Overall, student loan forbearance can be a helpful tool for borrowers who are struggling to make their student loan payments. However, it is important to understand the pros and cons of forbearance before applying. Borrowers should also contact their lender to discuss their options if they are struggling to make their loan payments.

Here are some additional tips for borrowers considering student loan forbearance:

  • Apply for forbearance before you miss a payment: If you are considering forbearance, it is important to apply before you miss a payment. Missing a payment can damage your credit score and make it more difficult to qualify for forbearance in the future.

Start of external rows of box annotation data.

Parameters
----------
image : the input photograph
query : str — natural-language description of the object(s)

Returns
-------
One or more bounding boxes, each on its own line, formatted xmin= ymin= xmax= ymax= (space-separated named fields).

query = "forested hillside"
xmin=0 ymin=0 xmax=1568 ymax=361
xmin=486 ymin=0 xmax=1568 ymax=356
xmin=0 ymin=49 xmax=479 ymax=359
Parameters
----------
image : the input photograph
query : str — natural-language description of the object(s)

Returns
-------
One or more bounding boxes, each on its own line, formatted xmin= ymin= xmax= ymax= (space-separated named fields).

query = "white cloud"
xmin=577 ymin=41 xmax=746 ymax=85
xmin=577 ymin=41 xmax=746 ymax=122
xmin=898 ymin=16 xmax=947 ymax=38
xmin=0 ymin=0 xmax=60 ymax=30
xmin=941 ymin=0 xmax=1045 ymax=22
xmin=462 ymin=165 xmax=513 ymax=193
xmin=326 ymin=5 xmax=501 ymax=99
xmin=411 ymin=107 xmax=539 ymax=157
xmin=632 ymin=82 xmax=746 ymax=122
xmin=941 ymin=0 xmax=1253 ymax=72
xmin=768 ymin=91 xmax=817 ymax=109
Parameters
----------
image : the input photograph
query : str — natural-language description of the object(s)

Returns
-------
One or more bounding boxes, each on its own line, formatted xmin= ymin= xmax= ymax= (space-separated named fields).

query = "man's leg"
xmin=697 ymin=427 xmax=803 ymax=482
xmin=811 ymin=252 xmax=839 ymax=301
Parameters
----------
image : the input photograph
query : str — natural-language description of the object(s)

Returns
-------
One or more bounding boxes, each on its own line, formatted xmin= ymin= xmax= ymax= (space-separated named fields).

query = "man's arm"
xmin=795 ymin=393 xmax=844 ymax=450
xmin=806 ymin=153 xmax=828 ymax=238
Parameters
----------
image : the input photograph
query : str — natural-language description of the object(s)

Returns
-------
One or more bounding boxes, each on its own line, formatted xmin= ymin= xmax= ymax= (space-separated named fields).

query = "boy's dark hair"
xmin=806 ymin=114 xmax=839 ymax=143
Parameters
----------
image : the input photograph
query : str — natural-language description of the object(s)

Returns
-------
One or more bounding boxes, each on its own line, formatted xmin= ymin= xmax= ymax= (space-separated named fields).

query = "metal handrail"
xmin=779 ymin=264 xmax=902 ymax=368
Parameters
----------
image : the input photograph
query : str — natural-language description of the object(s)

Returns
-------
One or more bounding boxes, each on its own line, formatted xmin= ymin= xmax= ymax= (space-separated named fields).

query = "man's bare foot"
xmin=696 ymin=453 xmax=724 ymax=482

  • Understand the terms and conditions of forbearance: Before you agree to forbearance, be sure to understand the terms and conditions of the agreement. Make sure you know how long the forbearance period will last, whether or not interest will continue to accrue, and how your forbearance will impact your credit score.
  • Have a plan for repaying your loans after forbearance: Forbearance is a temporary solution, and you will need to start making payments again once the forbearance period ends. Make sure you have a plan for repaying your loans after forbearance, so that you don't fall behind on your payments.